Anthony Anderson and Kevin Hart get to spoof Brokeback Mountain. It's not the romping in the tent that gets the biggest laughs, but the men's continued protest that they are not gay.
Scary Movie 4 opens with Dr. Phil and Shaquille O'Neal recreating a scene from Saw, which falls flat because both men are so wooden and humourless.
You feel sorry for Cloris Leachman, who gets bathed in fake urine as the demented mute from The Grudge, and Carmen Electra as the blind girl from The Village, who enters a packed assembly hall thinking she's in the privacy of her own bathroom.
Laughs don't come much cheaper or at the expense of the actors.
Zucker has admitted Electra didn't know what kind of disgusting soundtrack he was going to add to her bathroom sequence.
Anna Faris returns as the dim-witted, accident-prone Cindy Campbell. This is her fourth Scary Movie, so it's no wonder she looks as if she's sleepwalking through the role.
At least Regina Hall makes the raunchy Brenda an even more outrageous sexual predator.
Zucker is at his most subversive with Leslie Nielsen's President Baxter Harris character.
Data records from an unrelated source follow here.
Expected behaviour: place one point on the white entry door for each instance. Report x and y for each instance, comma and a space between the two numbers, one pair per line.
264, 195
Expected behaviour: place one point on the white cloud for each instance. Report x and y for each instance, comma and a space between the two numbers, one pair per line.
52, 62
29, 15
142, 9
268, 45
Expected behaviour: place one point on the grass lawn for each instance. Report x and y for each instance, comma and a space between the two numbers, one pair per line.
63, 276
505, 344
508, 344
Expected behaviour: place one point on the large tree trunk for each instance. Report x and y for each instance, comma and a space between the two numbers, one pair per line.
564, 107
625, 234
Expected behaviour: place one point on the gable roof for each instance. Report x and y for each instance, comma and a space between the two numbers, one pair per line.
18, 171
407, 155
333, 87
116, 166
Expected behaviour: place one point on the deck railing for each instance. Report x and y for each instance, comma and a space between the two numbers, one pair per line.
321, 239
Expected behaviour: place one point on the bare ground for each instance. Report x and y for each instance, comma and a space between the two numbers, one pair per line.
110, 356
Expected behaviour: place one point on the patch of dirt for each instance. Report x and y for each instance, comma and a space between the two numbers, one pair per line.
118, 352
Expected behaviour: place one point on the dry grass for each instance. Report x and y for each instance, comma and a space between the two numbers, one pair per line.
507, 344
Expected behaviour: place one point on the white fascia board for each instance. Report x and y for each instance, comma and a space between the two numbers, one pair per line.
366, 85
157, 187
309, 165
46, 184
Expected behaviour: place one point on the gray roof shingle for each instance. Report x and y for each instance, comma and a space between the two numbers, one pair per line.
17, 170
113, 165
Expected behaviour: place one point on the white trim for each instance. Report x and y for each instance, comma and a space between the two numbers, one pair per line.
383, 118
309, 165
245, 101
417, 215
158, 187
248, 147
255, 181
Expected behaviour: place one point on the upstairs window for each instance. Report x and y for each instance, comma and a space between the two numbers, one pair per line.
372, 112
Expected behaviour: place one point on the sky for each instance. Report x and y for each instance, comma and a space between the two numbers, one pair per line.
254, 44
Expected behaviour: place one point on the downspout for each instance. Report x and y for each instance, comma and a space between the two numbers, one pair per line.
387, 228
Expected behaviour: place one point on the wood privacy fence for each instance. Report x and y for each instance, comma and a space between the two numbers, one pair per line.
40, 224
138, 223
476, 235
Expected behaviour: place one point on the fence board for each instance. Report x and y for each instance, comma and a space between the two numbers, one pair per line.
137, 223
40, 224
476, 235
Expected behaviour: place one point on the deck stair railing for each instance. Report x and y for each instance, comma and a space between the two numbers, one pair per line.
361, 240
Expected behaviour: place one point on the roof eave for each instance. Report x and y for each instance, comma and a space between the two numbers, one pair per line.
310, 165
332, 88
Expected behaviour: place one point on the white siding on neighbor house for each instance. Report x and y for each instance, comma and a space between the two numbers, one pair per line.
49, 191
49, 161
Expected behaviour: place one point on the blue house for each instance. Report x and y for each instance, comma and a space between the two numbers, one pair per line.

When Harris is informed of the alien invasion, he is sitting in on a children's reading class listening to a story about a duck.
The scene is a rather chilling, but very funny reference to President Bush and his now-infamous reaction to the 9/11 terrorist attacks.
Scary Movie 4 has the feel of a film thrown together for a deadline, rather than conceived to poke fun at haunted house, ghost, alien and pop culture movies.